Elizabeth Finch é o mais recente romance de Julian Barnes. A nova obra do escritor britânico desafia a definição de romance, depois de em O Homem do Casaco Vermelho, em 2021,nos ter oferecido um belíssimo livro difícil de classificar, pois vive algures entre a biografia, o ensaio, e o romance de uma época, a Belle Époque.
Elizabeth Finch dá aulas de Cultura e Civilização. A sua maneira de pensar não agrada a toda a gente, alunos e outros. Vai irritar uns, intimidar outros, mas sobretudo fascinar uma boa parte dos seus alunos, deixando-os a querer saber mais sobre a sua vida pessoal. É o caso de Neil, o narrador, ator, casado e divorciado duas vezes, pai de três filhos. Mas sobre Neil sabemos muito pouco, pois todo o romance, que abre de rompante justamente com o início da sua primeira aula, gira em torno do enigma daquela que foi a sua professora. Muitos dos seus alunos vieram a tornar-se conhecidos. Ela não tanto, embora seja pontualmente mencionada em livros feministas e de História medieval.

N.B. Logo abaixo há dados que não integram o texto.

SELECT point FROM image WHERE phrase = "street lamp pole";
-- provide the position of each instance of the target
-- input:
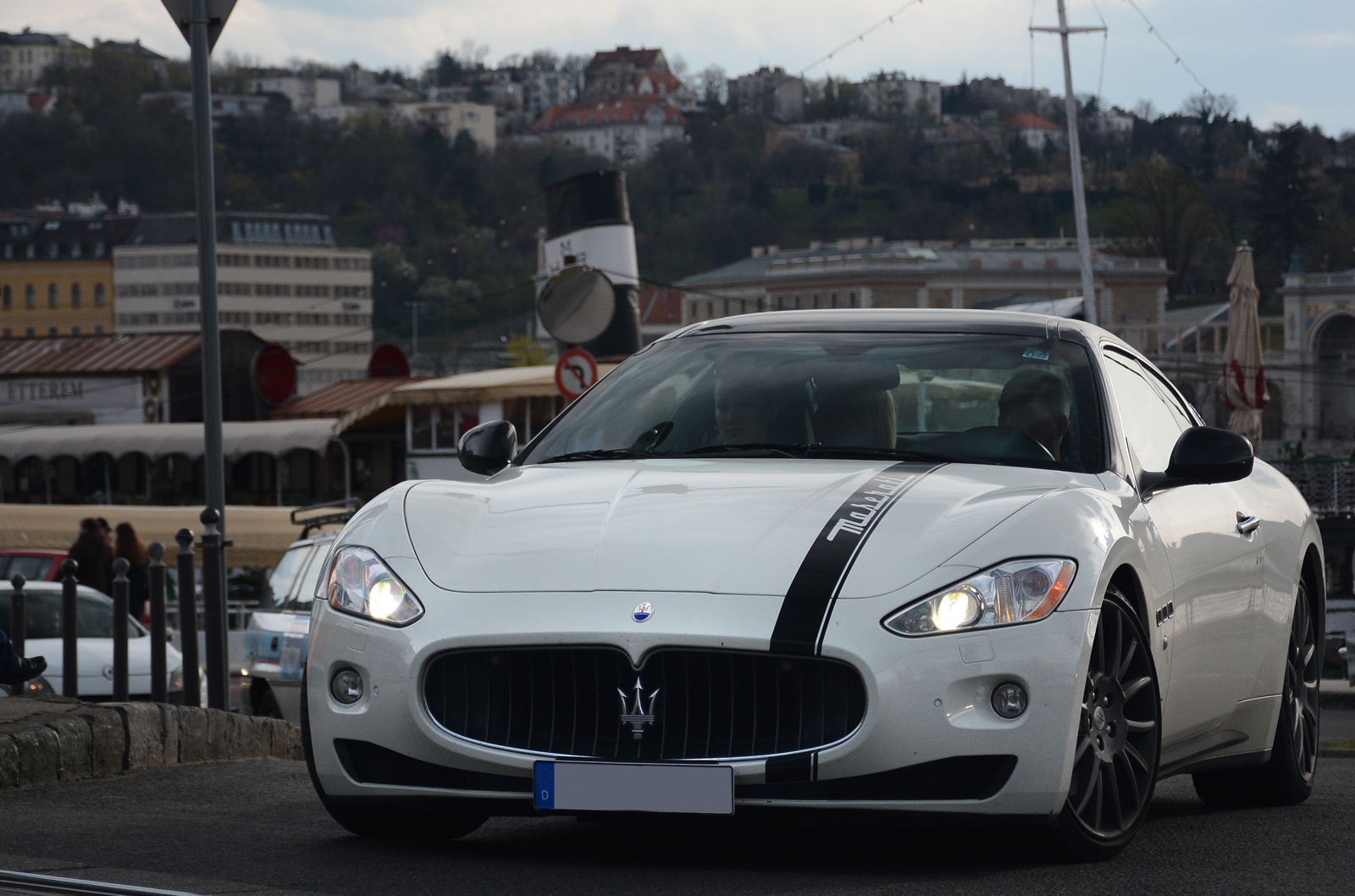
(1075, 158)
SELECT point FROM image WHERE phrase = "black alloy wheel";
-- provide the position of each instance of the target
(1118, 738)
(1287, 778)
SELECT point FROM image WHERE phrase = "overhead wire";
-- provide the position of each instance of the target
(1153, 30)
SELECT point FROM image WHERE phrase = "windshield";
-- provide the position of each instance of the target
(284, 577)
(980, 397)
(42, 616)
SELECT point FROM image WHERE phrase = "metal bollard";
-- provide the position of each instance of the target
(119, 628)
(214, 611)
(156, 589)
(189, 620)
(17, 616)
(69, 629)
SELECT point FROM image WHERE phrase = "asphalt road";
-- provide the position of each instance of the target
(257, 827)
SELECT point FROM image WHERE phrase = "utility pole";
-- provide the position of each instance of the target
(1075, 156)
(201, 22)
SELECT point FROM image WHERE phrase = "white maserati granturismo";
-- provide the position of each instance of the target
(954, 563)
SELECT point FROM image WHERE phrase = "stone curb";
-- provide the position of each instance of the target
(53, 739)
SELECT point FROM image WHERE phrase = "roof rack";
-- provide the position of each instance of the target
(350, 507)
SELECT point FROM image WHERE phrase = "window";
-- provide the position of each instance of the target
(1151, 424)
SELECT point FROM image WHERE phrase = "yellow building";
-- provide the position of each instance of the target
(56, 275)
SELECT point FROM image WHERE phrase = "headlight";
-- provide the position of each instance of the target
(1015, 591)
(361, 584)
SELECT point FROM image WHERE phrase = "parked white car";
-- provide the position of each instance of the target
(926, 561)
(94, 640)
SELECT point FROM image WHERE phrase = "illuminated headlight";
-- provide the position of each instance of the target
(361, 584)
(1016, 591)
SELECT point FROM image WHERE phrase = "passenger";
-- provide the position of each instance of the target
(744, 412)
(1037, 403)
(94, 557)
(135, 552)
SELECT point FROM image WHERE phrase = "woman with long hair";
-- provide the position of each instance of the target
(130, 548)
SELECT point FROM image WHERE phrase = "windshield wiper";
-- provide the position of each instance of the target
(754, 449)
(598, 455)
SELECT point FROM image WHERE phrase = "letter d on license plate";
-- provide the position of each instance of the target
(620, 787)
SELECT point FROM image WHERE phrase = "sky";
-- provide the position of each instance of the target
(1280, 60)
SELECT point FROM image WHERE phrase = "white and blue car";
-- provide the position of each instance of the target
(959, 563)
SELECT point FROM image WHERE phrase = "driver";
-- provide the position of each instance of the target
(1036, 403)
(744, 411)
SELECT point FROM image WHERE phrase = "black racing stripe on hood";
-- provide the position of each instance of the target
(810, 602)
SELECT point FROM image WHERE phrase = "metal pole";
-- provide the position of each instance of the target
(69, 631)
(214, 611)
(17, 614)
(189, 620)
(119, 629)
(1075, 155)
(156, 590)
(207, 270)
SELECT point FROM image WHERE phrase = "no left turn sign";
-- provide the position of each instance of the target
(575, 373)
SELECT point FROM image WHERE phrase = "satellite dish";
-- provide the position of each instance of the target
(576, 305)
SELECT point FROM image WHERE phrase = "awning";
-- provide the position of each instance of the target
(163, 440)
(467, 388)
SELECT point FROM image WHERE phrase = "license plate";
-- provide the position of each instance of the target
(620, 787)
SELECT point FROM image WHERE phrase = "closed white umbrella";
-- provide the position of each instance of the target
(1244, 373)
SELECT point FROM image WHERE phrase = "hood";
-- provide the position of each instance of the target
(718, 526)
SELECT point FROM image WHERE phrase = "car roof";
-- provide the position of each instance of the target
(896, 318)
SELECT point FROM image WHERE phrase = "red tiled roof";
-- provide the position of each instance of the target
(661, 305)
(340, 397)
(94, 354)
(614, 110)
(640, 58)
(1025, 121)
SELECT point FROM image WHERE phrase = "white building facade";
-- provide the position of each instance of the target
(282, 277)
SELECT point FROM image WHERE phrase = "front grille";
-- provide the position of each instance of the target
(711, 704)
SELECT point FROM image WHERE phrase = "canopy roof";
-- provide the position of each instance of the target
(162, 440)
(465, 388)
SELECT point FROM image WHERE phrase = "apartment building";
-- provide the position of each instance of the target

Finch não dava aulas a partir de notas, pelo que as suas aulas compelem constantemente a atenção dos alunos. Da mesma forma que não encarava as aulas como blocos de tempo em que a informação deveria ser despejada, pois impelia os alunos a um processamento contínuo das ideias que lhes apresenta e, especialmente, a fazer uma atenta revisão das verdades que, como tudo o resto, se tornam “descoloridas e murchas” com o tempo (p. 19).
Neil continuará a encontrar-se em almoços regulares com Elizabeth Finch durante 40 anos, sem que se possa verdadeiramente dizer que se tornaram amigos, pois as suas conversas fogem ao pessoal. Quando ela morre, deixa-lhe os seus papéis e a sua biblioteca. E Neil passa então a encontrar-se com o irmão de Elizabeth, para continuar a tentar desvendar mais sobre a sua figura que se tornou tutelar na sua vida, até ao tecer esta narrativa. Poder-se-ia pensar neste romance como uma tentativa do autor de elaborar uma biografia, quase hagiografia, em torno de Elizabeth. Contudo esta figura, por quem Neil parece mesmo tornar-se obcecado (nomeadamente ao tentar descobrir se ela alguma vez se terá apaixonado), está envolta em ambiguidade. O romance contém aliás várias passagens elucidativas quanto à natureza enganadora de se conseguir biografar, e conhecer, alguém, inclusivamente nós próprios: “entender erradamente a nossa história é parte de se ser uma pessoa” (p. 207).
Logo nas primeiras páginas do romance, somos alertados para esta questão pela própria Elizabeth, que disse numa das suas aulas “Lembrai-vos de que, quando virdes uma personagem de romance, de biografia ou de livro de História reduzida e arrumada em três adjetivos, deveis sempre desconfiar dessa descrição” (p. 19).
Mas aquilo que nos prende, quer nos breves e poderosos romances de Barnes, quer nos seus livros que escapam à categoria de romance, soçobra nesta tentativa de biografia. O facto é que este livro tenta de tal forma ser ambíguo que as suas subtilezas arriscam perder a atenção do leitor, como aliás o próprio texto parece afirmar: “Alguns leitores podem considerar a expetativa insuportável. Quando ocorrerá a revelação?” (p. 186). A segunda parte do livro, entre a página 90 e 144, aproximadamente, configura-se numa espécie de ensaio em torno da figura de Juliano, o Apóstata, último imperador pagão de Roma, que desafiou o pensamento monoteísta institucional. Aqui não faltam citações ora abonatórias ora críticas da personagem de Juliano, mesmo daqueles que mal o procuraram entender. Se inicialmente pensamos que este foi um texto deixado nos papéis de Elizabeth, percebemos depois, no início da terceira parte, que foi o narrador quem o escreveu, a partir de leituras deixadas pela sua adorada ex-professora. Note-se que Elizabeth repudiava palavras iniciadas por mono: monólogo; monótono; monomaníaco; monocultural…
Afinal, a mensagem subliminar de Barnes, ao contrapor um pouco forçadamente a figura de Juliano e a da carismática professora, parece ser a da desmontagem de um “mito cómodo”: o do professor que inspira (p. 202).
Julian Barnes nasceu em Leicester e vive em Londres desde 1946. É autor de mais de uma vintena de livros. Ganhou, em 2011, o Prémio Man Booker pelo romance O Sentido do Fim – adaptado ao cinema.